Nothing Closes the Doors to Creating: Jafar Pahani on « It Was Just an
Regarder « C'était juste un accident », c'est comme regarder le monologue intérieur torturé mais gracieux du réalisateur Jafar Panahi autour des mérites du pardon.
Le film lauréat de la Palme d'Or du cinéaste iranien, comme ses autres œuvres, a été tourné sans autorisation officielle du gouvernement iranien – une tactique qui lui permet de critiquer le régime autoritaire de manière créative et sans censure. Cela n'a pas été sans conséquences ; Panahi a été arrêté pour la première fois en 2010, puis relâché et assigné à résidence. Il a de nouveau été arrêté en 2022 après avoir enquêté sur les arrestations de ses collègues cinéastes Mohammad Rasoulof et Mostafa Al-Ahmad.
« C'était juste un accident » raconte une histoire palpitante et passionnante à part entière, mais sert également à Panahi pour traiter les histoires de sa propre captivité et de celle de ses autres détenus, dont beaucoup sont toujours emprisonnés. C'est un film qui non seulement condamne la brutalité d'un État qui autorise la violence, mais déplore également que ceux qui ont la charge de mettre en œuvre son programme virulent soient également des victimes.

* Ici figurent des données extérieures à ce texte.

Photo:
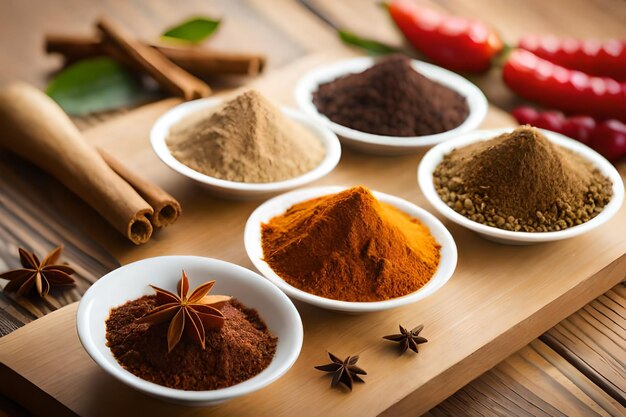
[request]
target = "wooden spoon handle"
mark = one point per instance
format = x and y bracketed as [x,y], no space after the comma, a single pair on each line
[37,129]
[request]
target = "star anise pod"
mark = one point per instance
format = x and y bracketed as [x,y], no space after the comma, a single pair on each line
[408,339]
[39,275]
[344,371]
[191,314]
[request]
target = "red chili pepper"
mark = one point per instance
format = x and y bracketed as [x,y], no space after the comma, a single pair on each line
[454,42]
[608,137]
[572,91]
[601,58]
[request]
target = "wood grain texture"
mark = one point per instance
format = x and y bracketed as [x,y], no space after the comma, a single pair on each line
[244,29]
[37,221]
[538,285]
[594,341]
[521,292]
[535,381]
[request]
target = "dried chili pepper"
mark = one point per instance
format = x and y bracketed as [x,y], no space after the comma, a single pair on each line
[608,137]
[454,42]
[572,91]
[600,58]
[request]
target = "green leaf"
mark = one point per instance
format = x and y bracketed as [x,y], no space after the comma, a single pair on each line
[194,30]
[372,46]
[94,85]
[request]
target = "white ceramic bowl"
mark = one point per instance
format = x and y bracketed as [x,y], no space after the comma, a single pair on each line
[243,190]
[390,145]
[434,156]
[278,205]
[131,281]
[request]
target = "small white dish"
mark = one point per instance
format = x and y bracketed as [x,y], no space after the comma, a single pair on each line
[433,158]
[131,281]
[390,145]
[243,190]
[278,205]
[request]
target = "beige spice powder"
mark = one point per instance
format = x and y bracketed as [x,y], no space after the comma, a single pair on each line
[248,139]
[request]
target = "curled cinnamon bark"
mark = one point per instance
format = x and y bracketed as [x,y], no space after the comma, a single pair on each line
[167,74]
[36,128]
[166,208]
[200,61]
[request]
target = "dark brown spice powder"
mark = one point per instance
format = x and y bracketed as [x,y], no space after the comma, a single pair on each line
[392,99]
[241,349]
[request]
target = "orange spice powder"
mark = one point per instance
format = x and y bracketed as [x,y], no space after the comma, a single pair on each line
[350,246]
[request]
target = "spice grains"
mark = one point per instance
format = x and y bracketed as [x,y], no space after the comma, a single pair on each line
[520,181]
[392,99]
[349,246]
[241,349]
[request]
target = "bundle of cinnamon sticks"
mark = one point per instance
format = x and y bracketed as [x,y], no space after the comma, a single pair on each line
[37,129]
[172,68]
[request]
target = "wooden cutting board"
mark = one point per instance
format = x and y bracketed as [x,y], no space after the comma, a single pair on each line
[499,299]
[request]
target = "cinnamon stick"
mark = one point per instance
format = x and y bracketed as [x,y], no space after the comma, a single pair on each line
[199,61]
[166,208]
[37,129]
[167,74]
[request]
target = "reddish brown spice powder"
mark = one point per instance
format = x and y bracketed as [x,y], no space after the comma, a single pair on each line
[241,349]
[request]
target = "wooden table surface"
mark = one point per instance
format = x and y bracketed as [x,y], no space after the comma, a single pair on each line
[580,363]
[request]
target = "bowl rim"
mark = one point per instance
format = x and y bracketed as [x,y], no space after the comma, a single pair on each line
[476,101]
[151,388]
[445,269]
[434,156]
[160,131]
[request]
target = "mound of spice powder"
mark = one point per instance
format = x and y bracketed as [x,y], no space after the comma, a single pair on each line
[521,181]
[391,99]
[350,246]
[241,349]
[249,139]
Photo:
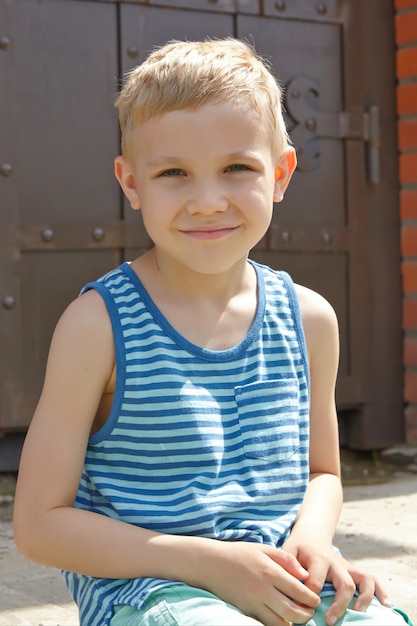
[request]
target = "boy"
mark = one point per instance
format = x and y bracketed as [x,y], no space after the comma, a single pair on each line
[182,464]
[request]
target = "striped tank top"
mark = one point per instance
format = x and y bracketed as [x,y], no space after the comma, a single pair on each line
[198,442]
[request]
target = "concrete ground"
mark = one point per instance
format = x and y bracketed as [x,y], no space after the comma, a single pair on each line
[377,530]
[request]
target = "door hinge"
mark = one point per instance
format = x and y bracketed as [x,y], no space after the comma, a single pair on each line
[312,124]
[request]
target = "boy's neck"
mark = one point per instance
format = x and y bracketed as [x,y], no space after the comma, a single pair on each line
[212,312]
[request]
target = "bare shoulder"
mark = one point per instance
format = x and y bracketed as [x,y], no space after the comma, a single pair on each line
[319,321]
[82,348]
[85,324]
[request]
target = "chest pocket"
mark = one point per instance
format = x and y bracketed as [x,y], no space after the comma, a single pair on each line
[269,419]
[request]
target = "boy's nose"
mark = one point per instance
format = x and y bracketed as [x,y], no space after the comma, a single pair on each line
[206,199]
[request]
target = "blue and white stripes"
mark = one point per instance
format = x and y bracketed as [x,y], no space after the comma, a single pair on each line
[199,442]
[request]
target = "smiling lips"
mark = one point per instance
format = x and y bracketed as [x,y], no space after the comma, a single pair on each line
[214,232]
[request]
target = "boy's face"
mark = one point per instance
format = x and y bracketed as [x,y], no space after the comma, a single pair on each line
[205,181]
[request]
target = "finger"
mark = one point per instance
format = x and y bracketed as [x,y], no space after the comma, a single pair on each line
[366,587]
[381,593]
[317,574]
[287,609]
[345,590]
[288,562]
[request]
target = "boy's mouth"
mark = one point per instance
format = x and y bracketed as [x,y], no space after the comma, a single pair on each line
[213,232]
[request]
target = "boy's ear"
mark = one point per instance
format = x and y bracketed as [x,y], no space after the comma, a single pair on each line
[124,174]
[283,172]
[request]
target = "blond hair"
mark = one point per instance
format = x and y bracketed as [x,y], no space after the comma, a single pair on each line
[188,74]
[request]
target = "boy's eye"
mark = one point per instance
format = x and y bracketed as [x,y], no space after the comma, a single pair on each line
[237,167]
[173,171]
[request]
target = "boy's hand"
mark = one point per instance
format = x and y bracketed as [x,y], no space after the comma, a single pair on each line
[261,581]
[324,564]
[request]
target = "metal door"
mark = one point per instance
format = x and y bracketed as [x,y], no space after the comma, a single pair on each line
[59,136]
[63,220]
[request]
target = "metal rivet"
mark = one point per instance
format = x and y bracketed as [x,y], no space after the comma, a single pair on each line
[132,52]
[311,123]
[280,5]
[8,302]
[98,234]
[6,170]
[47,234]
[5,43]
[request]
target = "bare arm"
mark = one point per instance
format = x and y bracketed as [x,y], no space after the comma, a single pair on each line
[311,540]
[260,580]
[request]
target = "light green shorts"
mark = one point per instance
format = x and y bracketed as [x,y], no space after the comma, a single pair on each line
[180,605]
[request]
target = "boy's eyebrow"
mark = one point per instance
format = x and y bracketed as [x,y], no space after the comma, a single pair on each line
[232,156]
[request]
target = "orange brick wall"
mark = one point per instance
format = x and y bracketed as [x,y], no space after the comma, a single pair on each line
[406,39]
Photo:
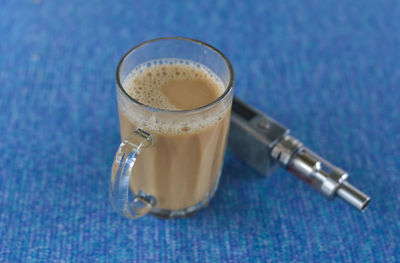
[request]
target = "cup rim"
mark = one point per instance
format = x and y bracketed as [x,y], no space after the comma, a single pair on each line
[220,98]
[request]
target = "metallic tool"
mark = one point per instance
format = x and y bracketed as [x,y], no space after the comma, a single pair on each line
[266,145]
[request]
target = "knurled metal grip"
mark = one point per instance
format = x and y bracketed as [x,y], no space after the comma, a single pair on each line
[264,144]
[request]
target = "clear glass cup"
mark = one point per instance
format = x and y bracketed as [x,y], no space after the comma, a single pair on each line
[157,172]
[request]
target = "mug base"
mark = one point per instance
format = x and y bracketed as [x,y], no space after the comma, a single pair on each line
[186,212]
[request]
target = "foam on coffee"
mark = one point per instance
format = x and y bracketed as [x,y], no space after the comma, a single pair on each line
[145,84]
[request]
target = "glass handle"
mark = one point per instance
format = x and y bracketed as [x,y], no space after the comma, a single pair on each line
[125,202]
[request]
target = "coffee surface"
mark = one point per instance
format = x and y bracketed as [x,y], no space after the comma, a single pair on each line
[176,86]
[182,167]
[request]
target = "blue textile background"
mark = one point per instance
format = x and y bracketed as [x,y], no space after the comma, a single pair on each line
[329,70]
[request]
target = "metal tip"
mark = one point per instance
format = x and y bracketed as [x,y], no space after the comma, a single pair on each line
[353,196]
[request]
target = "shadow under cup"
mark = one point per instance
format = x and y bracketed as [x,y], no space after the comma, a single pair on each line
[157,168]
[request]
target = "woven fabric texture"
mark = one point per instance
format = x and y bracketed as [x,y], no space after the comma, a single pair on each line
[328,70]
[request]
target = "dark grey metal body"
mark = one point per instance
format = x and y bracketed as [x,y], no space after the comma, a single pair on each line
[265,145]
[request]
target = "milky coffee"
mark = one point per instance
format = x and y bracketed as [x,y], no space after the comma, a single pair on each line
[182,167]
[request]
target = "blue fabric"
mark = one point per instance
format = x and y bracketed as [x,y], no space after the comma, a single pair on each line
[329,70]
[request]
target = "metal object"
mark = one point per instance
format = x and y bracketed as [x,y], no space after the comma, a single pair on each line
[266,145]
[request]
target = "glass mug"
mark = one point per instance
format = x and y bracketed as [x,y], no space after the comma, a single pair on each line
[170,161]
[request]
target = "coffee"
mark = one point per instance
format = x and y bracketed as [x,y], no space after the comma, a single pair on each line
[182,167]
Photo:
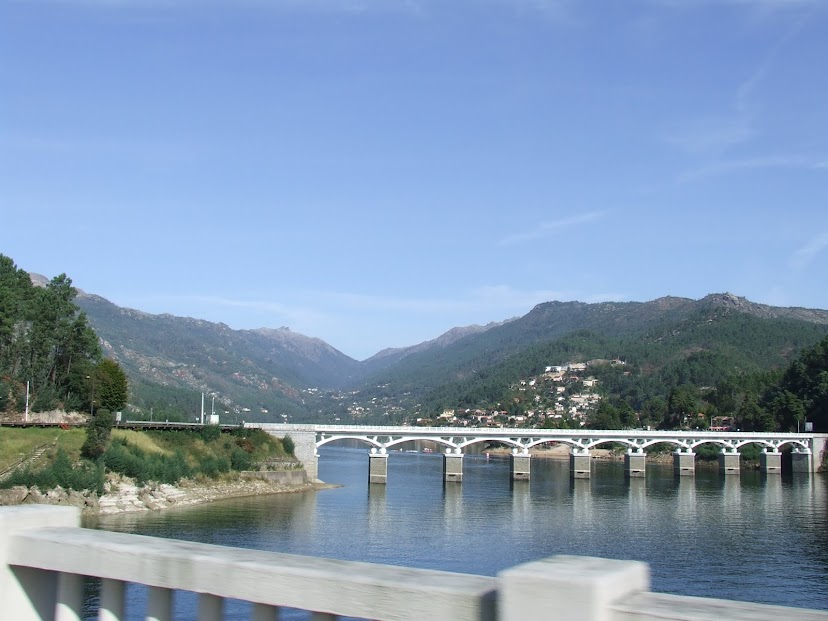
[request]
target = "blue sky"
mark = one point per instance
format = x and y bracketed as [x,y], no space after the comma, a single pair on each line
[376,172]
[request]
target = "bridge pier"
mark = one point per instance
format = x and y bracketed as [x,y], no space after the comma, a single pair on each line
[801,460]
[580,463]
[519,465]
[453,466]
[770,462]
[635,464]
[378,466]
[729,462]
[684,464]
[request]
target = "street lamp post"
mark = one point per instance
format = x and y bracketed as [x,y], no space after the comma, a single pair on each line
[92,401]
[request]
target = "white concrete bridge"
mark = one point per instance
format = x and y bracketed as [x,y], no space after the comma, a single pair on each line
[807,448]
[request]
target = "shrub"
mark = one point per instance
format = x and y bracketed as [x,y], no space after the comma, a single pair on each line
[288,445]
[240,459]
[210,433]
[60,473]
[98,431]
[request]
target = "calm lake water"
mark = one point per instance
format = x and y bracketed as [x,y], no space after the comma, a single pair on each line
[752,537]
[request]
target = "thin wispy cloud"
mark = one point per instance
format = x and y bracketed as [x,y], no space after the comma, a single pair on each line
[710,136]
[754,5]
[805,255]
[550,228]
[724,167]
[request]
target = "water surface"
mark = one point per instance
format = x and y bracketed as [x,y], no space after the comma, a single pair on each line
[752,537]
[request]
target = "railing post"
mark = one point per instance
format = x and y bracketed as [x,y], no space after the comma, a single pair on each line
[112,600]
[210,607]
[575,588]
[69,605]
[159,604]
[30,594]
[263,612]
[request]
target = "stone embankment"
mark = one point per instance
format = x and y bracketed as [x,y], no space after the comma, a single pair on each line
[122,495]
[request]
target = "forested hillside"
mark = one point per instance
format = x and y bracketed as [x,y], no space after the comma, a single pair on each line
[684,363]
[47,342]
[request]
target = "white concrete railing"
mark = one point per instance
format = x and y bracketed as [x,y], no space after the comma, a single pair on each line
[44,557]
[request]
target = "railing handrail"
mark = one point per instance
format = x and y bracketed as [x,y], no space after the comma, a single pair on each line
[38,540]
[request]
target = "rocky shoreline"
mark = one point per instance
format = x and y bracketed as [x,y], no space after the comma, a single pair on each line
[122,495]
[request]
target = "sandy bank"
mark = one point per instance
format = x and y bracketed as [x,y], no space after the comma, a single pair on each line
[122,495]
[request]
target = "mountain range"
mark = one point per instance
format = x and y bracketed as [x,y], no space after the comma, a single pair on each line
[264,373]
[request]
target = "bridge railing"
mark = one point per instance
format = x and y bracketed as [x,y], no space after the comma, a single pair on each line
[44,557]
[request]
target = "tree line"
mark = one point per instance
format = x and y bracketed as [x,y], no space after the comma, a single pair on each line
[49,354]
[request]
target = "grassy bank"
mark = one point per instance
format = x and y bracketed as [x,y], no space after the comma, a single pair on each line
[47,458]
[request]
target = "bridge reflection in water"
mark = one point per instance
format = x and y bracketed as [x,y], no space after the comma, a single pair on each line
[807,449]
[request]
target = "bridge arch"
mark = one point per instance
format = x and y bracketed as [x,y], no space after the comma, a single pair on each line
[507,441]
[369,441]
[434,439]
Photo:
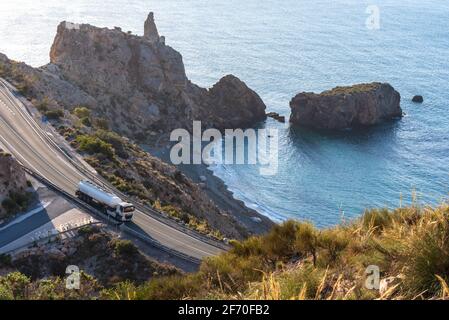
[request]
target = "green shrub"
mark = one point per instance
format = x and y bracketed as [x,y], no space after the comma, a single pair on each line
[125,248]
[81,112]
[94,145]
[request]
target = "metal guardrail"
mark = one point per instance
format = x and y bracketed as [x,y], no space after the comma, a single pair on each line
[160,216]
[29,245]
[123,227]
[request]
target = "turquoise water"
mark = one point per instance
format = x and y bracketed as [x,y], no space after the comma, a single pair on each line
[280,48]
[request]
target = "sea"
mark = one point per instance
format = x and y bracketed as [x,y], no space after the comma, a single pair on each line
[281,48]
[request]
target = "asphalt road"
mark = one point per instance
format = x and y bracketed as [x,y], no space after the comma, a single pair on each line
[23,137]
[52,208]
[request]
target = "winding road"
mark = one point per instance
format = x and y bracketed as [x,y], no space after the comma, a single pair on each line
[31,145]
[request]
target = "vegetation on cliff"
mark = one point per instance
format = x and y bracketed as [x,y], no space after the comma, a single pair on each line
[297,261]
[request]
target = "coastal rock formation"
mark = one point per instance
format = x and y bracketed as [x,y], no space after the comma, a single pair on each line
[140,83]
[418,99]
[346,107]
[12,179]
[150,29]
[240,106]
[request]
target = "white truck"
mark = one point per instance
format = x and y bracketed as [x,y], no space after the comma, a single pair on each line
[106,202]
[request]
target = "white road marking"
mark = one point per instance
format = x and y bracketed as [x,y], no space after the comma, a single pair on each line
[7,107]
[27,215]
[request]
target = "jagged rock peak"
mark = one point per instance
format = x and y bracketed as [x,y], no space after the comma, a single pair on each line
[150,29]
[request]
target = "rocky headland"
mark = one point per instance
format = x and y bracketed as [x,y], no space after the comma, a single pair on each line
[103,82]
[346,107]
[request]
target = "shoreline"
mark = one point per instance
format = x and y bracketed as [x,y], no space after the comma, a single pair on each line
[253,221]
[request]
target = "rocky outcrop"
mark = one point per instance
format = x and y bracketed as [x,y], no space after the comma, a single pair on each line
[150,29]
[12,179]
[346,107]
[237,105]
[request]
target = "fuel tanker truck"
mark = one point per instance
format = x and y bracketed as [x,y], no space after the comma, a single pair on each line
[104,201]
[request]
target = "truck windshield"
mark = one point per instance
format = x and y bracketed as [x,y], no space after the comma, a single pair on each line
[129,209]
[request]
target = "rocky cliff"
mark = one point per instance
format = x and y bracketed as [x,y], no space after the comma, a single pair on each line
[140,83]
[346,107]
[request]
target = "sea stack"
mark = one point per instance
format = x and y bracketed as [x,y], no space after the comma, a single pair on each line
[346,107]
[150,29]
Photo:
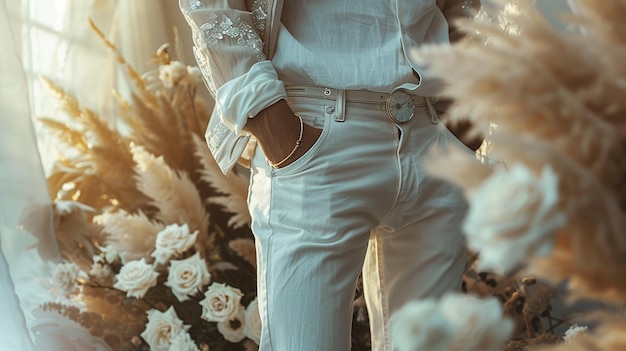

Le film s'ouvre avec un mari (Ebrahim Azizi), une épouse (Afssaneh Najmabadi) et une fille (Delmaz Najafi), qui ont heurté un chien alors qu'ils conduisaient la nuit. Le mari va faire réparer sa voiture et un ouvrier, Vahid (Vahid Mobasseri), s'énerve en le voyant et en entendant le grincement de sa prothèse de jambe. Vahid capture plus tard l'homme, prétendant qu'il s'agit d'Eghbal, un ancien officier des renseignements qui a torturé sans pitié Vahid au point qu'il ne peut plus marcher correctement. Eghbal jure qu'il n'est pas l'homme auquel Vahid pense.
Torturé à l'idée d'avoir accidentellement enlevé un innocent, Vahid en recrute plusieurs autres qu'Eghbal a également torturé pour vérifier. L'équipe qu'il a constituée est composée du photographe Shiva (Mariam Afshari) et de Goli (Hadis Pakbaten), tous deux prisonniers politiques ; le marié de Goli, Ali (Madj Panahi) ; et un autre ancien détenu, Hamid (Mohamad Ali Elyasmehr). Le film se concentre sur leurs débats et leurs décisions sur ce qu'il faut faire d'Eghbal.
Malgré le stress du tournage illégal, Panahi s'est retrouvé à l'aise tout au long du processus grâce aux collaborateurs qui l'entouraient. « En réalisant ce film, je savais qui faisait partie de mon équipe et avec qui je travaillais, et cela a pu m'aider à me détendre », a-t-il expliqué.
Sur Zoom, Panahi, dont les paroles ont été gracieusement traduites par Sheida Dayani, s'est entretenue avec RogerEbert.com sur le temps passé devant un écran comme outil de justice, le don de travailler en famille et l'importance du mouvement cinématographique underground iranien qui est désormais plus présent dans le grand public.
Cette conversation a été éditée et condensée pour plus de clarté.
Vous n’avez pas hésité à critiquer l’autoritarisme du régime iranien dans votre travail. Pouvez-vous parler de la dynamique entre les restrictions auxquelles vous avez été confrontés tout au long de votre carrière à cause de ce travail et les films que vous avez réalisés malgré ces restrictions ?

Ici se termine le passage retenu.